Transient Side Effects
- Voice changes (hoarseness): temporary voice changes may occur if the local anesthetic spreads to the recurrent laryngeal nerve. Most cases resolve within several hours.
- Foreign body sensation and dysphagia: if the anesthetic spreads to periphyrangeal nerves, a foreign body sensation in the throat or difficulty swallowing may occur.
- Upper extremity paresthesia: if the anesthetic partially spreads to the brachial plexus, temporary numbness or weakness of the arm may occur.
Rare Complications
- Vascular injury: puncture of adjacent vessels such as the carotid artery, internal jugular vein, or vertebral artery may occur. Under ultrasound guidance, the incidence of vascular puncture decreases to less than 1% [5].
- Pneumothorax: may occur if the needle advances to the pleura, but is extremely rare with ultrasound-guided technique.
- Epidural or subarachnoid injection: may occur if the needle advances excessively medially, prevented by real-time ultrasound confirmation of needle position.
- Local anesthetic systemic toxicity: occurs with intravascular injection, prevented by aspiration testing and appropriate dosing.
Contraindications
- Infection at the procedure site
- Anticoagulant use (increased bleeding risk)
- Recent myocardial infarction
- Bilateral simultaneous procedure (risk of respiratory distress from bilateral recurrent laryngeal nerve paralysis)

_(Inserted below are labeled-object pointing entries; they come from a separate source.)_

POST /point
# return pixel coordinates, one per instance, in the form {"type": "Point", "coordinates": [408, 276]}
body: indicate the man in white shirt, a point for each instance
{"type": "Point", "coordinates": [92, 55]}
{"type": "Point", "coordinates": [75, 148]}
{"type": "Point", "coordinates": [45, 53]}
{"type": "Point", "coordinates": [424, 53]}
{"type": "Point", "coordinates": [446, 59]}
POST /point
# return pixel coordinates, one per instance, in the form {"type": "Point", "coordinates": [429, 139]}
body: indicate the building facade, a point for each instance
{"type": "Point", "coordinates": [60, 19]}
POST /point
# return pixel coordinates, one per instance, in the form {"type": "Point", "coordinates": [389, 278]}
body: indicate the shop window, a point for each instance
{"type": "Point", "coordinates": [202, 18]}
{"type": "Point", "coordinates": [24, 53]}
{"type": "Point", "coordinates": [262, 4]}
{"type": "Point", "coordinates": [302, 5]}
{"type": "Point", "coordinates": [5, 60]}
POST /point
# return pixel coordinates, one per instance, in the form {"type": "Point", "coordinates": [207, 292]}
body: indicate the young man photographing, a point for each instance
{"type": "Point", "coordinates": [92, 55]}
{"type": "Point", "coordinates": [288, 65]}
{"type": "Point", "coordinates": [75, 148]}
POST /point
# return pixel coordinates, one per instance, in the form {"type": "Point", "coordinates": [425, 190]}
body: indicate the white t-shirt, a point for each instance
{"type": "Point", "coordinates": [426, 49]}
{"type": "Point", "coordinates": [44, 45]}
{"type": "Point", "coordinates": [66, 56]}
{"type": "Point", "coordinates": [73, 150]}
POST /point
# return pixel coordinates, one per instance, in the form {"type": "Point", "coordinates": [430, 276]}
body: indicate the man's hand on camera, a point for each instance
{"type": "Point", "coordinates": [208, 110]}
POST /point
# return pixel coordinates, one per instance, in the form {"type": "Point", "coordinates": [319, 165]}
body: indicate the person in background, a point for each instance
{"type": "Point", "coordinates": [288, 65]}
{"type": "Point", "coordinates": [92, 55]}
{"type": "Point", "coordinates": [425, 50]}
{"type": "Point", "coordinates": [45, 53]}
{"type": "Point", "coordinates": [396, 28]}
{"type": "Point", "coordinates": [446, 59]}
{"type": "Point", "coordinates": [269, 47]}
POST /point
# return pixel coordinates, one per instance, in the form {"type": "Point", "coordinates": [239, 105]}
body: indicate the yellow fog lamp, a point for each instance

- Glaucoma (intraocular pressure changes from pupillary constriction)
Post-procedure Care
Immediately after the procedure, vital signs are monitored at rest for 30 minutes to 1 hour. The appearance of Horner syndrome is confirmed to determine successful blockade.
Recommendations for the day of the procedure are as follows.
- Be careful when eating or drinking for 2–3 hours after the procedure due to possible reduced pharyngeal sensation.
- Avoid vigorous exercise and heavy lifting.
- Refrain from alcohol consumption.
- Do not drive until symptoms in the ipsilateral eye have fully resolved.
- Bruising or swelling may appear at the procedure site and typically resolves within 2–3 days.
From the following day, patients can return to daily activities without special restrictions. Recording the treatment effect and any abnormal symptoms helps adjust the treatment plan at the next visit.
The interval between repeat procedures is determined by the condition and treatment response, and is generally performed 1–2 times per week. After 3–6 repeat procedures, the overall treatment response is evaluated to determine whether additional procedures are warranted [4].